Les moyens sont là et, pour attirer les candidats, l’équipe valorise son impact : « Nous reversons plus de 500 milliards d’euros de cotisations sociales : ce n’est pas possible sans un SI ultra-performant ». Ainsi que le côté high-tech de ses projets. « Nous avons par exemple développé un chatbot à destination des auto-entrepreneurs. Accessible depuis les sites urssaf.fr et autoentrepreneur.urssaf.fr, il répond aux questions de 1er niveau, soit par une navigation par boutons, soit grâce à une IA qui comprend les questions saisies dans la barre de texte.
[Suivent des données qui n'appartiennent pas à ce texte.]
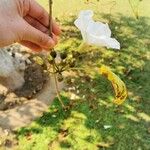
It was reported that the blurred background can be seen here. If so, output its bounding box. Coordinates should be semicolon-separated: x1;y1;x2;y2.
17;0;150;150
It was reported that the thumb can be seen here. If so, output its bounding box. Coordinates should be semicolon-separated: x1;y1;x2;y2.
23;22;55;49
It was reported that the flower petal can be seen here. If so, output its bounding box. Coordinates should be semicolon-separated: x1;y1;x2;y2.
87;21;111;37
74;10;93;41
74;10;120;49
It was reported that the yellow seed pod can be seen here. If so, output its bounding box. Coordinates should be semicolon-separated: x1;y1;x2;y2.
100;65;128;105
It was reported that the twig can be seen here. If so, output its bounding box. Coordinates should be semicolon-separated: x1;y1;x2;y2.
53;65;65;108
49;0;65;108
49;0;53;37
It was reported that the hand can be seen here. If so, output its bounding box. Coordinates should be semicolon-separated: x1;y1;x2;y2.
0;0;60;51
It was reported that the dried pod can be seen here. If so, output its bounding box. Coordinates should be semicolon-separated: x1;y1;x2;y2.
50;50;57;59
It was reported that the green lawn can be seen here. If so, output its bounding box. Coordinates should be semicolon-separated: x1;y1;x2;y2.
14;0;150;150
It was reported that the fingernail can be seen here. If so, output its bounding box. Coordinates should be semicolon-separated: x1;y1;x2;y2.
47;39;55;48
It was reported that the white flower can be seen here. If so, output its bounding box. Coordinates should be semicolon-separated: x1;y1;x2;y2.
74;10;120;49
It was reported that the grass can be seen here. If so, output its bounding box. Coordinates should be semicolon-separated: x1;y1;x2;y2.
4;0;150;150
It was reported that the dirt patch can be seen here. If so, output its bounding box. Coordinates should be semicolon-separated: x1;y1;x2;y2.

Il compte en moyenne 4 000 utilisateurs par jour. »
Partenariats avec les écoles, développement de l’alternance, droit à la déconnexion, QVT, dispositif d’intrapreneuriat, label Great Place to Work en cours… : aucune thématique n’est négligée par le DRH, et surtout pas la formation. « Nous disposons de budgets solides en la matière – deux millions d’euros cette année – et c’est un vrai atout pour les collaborateurs qui nous rejoignent. Il ne suffit pas de regarder la ligne du salaire », conclut Romain Thévenon, qui répond ainsi, mine de rien, au principal reproche formulé à l’encontre du secteur public : le montant de la rémunération.